White fires spread across the desert in front of them. Gazini stared, bewildered.

From the initial explosion flew a cloud of burning fragments that clung to bodies. Sticky, flashing white-and-red fire spread throughout the corpse-choked trenches and foxholes and sandbars, consuming the bodies as fuel and leaping atop any survivors like hissing imps, grappling screaming men to the floor and twisting them into horrific shapes. A smell, a smell more terrible than the gunpowder and carrion, rose from the sin below and up to the wall, where Nadia caught a whiff. She recoiled. It was chemical, awful.

“Tell the Prajna crews the experimental white phosphorous super-heavy incendiary worked. Nocht should not have exposed Madiha Nakar to such weapons.” Nadia said.

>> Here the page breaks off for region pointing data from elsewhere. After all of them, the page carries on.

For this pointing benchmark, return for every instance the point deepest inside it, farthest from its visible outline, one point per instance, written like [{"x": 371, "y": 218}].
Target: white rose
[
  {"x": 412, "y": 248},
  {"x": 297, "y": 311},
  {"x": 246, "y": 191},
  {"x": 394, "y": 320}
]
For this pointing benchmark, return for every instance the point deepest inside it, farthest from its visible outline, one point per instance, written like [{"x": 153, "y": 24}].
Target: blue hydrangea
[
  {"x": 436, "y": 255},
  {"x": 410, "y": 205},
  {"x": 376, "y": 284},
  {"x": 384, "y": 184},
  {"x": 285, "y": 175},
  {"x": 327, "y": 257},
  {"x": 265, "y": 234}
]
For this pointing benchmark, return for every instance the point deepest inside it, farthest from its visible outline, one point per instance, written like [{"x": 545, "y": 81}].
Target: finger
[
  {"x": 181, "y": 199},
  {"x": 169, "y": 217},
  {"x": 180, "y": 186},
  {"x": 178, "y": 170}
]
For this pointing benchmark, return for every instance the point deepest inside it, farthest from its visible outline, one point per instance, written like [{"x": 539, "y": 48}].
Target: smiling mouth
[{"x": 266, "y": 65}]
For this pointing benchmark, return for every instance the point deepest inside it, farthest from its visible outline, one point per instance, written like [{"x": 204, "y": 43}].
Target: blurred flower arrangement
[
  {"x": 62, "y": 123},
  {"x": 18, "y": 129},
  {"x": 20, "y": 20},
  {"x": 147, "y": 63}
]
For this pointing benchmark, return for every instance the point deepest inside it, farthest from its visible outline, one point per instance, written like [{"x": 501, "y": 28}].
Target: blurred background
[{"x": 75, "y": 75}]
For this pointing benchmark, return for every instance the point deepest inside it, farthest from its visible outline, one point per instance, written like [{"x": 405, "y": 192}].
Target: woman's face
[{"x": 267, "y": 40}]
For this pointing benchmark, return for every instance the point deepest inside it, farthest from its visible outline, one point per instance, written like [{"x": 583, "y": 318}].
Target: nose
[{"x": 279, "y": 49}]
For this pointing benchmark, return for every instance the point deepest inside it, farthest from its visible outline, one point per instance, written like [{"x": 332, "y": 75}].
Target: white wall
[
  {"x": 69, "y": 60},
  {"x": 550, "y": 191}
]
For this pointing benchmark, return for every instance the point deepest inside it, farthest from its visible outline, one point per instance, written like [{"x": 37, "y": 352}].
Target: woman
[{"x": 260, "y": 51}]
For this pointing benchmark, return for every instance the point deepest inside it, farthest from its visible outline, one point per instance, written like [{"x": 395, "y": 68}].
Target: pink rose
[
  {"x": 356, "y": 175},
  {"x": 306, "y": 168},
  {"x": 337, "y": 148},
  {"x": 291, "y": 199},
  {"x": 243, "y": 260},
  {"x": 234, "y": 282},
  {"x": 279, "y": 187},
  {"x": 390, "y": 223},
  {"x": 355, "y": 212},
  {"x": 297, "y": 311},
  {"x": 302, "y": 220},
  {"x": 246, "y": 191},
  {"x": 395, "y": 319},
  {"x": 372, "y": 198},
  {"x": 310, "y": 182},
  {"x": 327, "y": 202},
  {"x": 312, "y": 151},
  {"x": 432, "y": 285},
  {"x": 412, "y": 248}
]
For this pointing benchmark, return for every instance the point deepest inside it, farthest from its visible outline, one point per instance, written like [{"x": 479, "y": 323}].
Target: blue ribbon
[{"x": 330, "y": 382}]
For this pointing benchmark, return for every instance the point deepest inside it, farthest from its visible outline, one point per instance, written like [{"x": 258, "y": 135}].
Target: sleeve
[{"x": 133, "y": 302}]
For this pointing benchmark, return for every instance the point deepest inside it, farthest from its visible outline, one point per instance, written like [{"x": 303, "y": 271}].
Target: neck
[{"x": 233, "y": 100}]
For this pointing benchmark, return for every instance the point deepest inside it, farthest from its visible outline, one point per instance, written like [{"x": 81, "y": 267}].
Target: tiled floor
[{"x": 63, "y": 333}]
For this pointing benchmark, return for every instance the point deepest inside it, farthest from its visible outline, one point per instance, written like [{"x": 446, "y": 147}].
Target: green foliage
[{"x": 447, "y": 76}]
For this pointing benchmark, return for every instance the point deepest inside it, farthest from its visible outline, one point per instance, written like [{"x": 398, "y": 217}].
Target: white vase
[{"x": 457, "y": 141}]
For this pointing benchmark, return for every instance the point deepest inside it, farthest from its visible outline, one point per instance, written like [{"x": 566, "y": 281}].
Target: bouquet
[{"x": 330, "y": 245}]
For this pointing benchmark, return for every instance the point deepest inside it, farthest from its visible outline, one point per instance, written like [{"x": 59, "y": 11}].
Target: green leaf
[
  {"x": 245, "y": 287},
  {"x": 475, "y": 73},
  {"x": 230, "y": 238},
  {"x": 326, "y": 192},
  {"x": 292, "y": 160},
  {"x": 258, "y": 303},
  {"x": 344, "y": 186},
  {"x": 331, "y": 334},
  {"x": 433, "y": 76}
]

“It’s beautiful!” Eleanora Gazini cried out, clapping her hands, the inferno below reflected in her eyes, burning figures dancing with the flames. “Oh, what a sight!”

Nadia thought Gazini might shed a tear, but instead she picked up a radio from off the backpack carried by another man who had a shackle around his lower arm. Her voice lost is cheery, girlish tone as she addressed the men on the other end of the cord, barking at them like a mother or a teacher giving pitiless discipline to some misguided flock.

“Hey you laggards, isn’t it about time you made your appearance? You’re making me look bad! Such a beautiful battlefield and you haven’t the dignity to seek glory in it? Go!”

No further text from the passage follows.